Uhry lets this intense material play in and out of his comedy as it crops up, not edging away from it and not sledgehammering it. His interest, like his sense of humor, is vested in chronicling this paradoxical family's life, notating its eccentricities-they think it's okay for Jews to have a Christmas tree if they don't put a star on top-rather than indicting it. His objectivity implies a necessary forgiveness; we don't object when the family reaches a rather too neat happy ending, because the painful notes struck earlier are still in our minds. The two people who clasp hands over the Sabbath candles at the last moment are two Jews being familial, but they are also still the Bronx boy and the woman who called him a ''New York kike.'' A smiley curtain tableau that tells us it's time to go home isn't going to erase that any too quickly.

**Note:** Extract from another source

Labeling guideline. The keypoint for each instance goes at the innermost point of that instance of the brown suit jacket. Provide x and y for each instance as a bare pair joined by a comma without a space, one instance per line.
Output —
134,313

Equally ineradicable is Ron Lagomarsino's production, lovely in its unforced realness and close to perfect in its acting. Dana Ivey, as the overwrought mother whose stress and misguided propriety drive the household, can and does take over a fair number of scenes, but even she has to share space when her colleagues are in such fine form: Celia Weston as her recessive, dotty sister-in-law; Jessica Hecht as her even dottier daughter; Arija Bareikis, lambent as Weston's daughter; Terry Beaver as the put-upon brother who supports the clan; and Paul Rudd as the intruder from New York. In the 2000-teens, they may yet wax nostalgic about the great New York casts of the '90s.

They might just mean that we were privileged, from time to time, to have Edward Herrmann onstage. His current incarnation is as a half-mad, maybe preternaturally wise psychiatrist in the latest dessert from John Patrick Shanley's cookshop. One can't fault Shanley for being trivial, for toying thoughtfully with ideas, any more than one can fault Rabe for being earnest. It's just that, as with Rabe, a certain sense of reality seems to have been left out. In Shanley's case the result is endearing, but it seems a lot of effort and expense for a short journey into not very deep depths.

A man who thinks he can't perform sexually without a pair of his father's socks on the premises has been tricked into surrendering them to his shrink; the ''superior'' guy he calls his best friend volunteers to get them back, only to be reduced himself by the analyst to a blubbering jelly. It's left to the sock-man's no-nonsense fiancee to save the socks. She does, there's a wedding, and-why hasn't Shanley written the book for a musical? When his plays have any plot at all, like this one, they resemble musicals with the songs left out.

As if stretch-testing the triviality, Daniel Sullivan's production has a maximally disparate cast: Even in New York, it's hard to believe these five would know each other. Because Margaret Colin and Andrew McCarthy have relatively bland stage presences, Daniel Gerroll and Park Overall handily take over any scene that doesn't involve Herrmann, who's in optimal form as the shrink, beaming with manipulative good will. Gerroll and Overall animate the foolery; Herrmann very nearly justifies it.